Si fa più dura la repressione cinese contro i rifugiati nordcoreani, un dramma che riguarda tantissime famiglie divise. Secondo l'organizzazione Now Action and Unity for Human Rights (NAUH), sarebbero tra i 20 e i 30 al mese i cittadini nordcoreani ad essere arrestati dopo aver oltreppassato il confine tra la Cina e la Corea del Nord, riferisce Cnn. Da metà aprile le misure cinesi contro l'afflusso di profughi sono state inasprite, come ha rivelato l'agenzia Reuters che ha denunciato l'arresto di almeno 30 persone, compresa una bambina di 10 anni. Le organizzazioni e le associazioni impegnate ad assistere i migranti nordcoreani hanno lanciato un serio allarme perché molti arresti e catture stanno avvenendo in aree lontane dal confine e addirittura in abitazioni private, luoghi che fino a questo momento erano considerati sicuri e fuori dalla portata dei raid della polizia cinese. Gli arresti ci sono sempre stati ma fino a questo momento avvenivano nella cosiddetta "zona rossa", un'aera a ridosso del confine tra i due Paesi.

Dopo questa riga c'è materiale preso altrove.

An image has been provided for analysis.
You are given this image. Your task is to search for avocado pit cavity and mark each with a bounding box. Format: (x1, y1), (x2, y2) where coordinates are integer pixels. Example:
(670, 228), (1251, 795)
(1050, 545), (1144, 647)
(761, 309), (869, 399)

Una rete di attivisti, mediatori ed enti benefici si occupa di aiutare le persone che fuggono dalla Corea del Nord a causa della povertà e della fame. Questo network prova a dare ai fuggitivi la prospettiva di una vita migliore organizzando i trasferimenti dalla Cina in altri Paesi, prima di tutto in Corea del Sud, dove i cittadini nordcoreani possono ottenere lo status di rifugiato politico. La rete però sarebbe stata quasi distrutta a causa della repressione della Cina. Pechino considera i nordcoreani migranti economici illegali e vede l'arrivo dei profughi come minaccia alla propria stabilità. Chi viene arrestato in Cina è successivamente deportato in Corea del Nord e a quel punto può essere internato in campi di lavoro forzato dove avvengono trattamenti inumani, torture, stupri ed esecuzioni capitali. Detenzioni motivate da parte di Pyongyang con l'accusa di spionaggio contro i disertori. Il numero delle persone che scappano dalla Corea del Nord è sceso da quando nel 2011 il potere è passato al dittatore Kim Jong un. Nel 2018 quasi 1,137 disertori nordcoreani sono andati al Sud, una cifra di molto inferiore ai 2,706 disertori del 2011. Dal 1998 sarebbero almeno 32 milia quelli fuggiti in Corea del Sud. Il calo sarebbe avvenuto a causa del rafforzamento delle misure di sicurezza e sorveglianza sia dal lato cinese che dal lato coreano del confine, un'area tra le più calde del mondo.


Foto: Reuters

L'inasprimento dei controlli non è una casualità. Il giro di vite cinese è conseguente, tra le altre ragioni, al deteriorarasi delle condizioni di vita e dell'economia in Corea del Nord e coincide con un momento in cui Cina e Corea del Nord si mostrano intenzionate a rafforzare i legami. Questa intenzione è stata dimostrata dal recente viaggio del presidente cinese Xi Jinping a Pyongyang, dove per lui è stata organizzata un'accoglienza trionfale. Ma la ragione potrebbe essere anche ricercata nel fallimento del summit di febbraio in Vietnam fra Trump e Kim. Il summit non è servito, secondo le prospettive nordcoreane, a ridurre in parte l'effetto delle sanzioni che sono un cappio al collo per Pyongyang.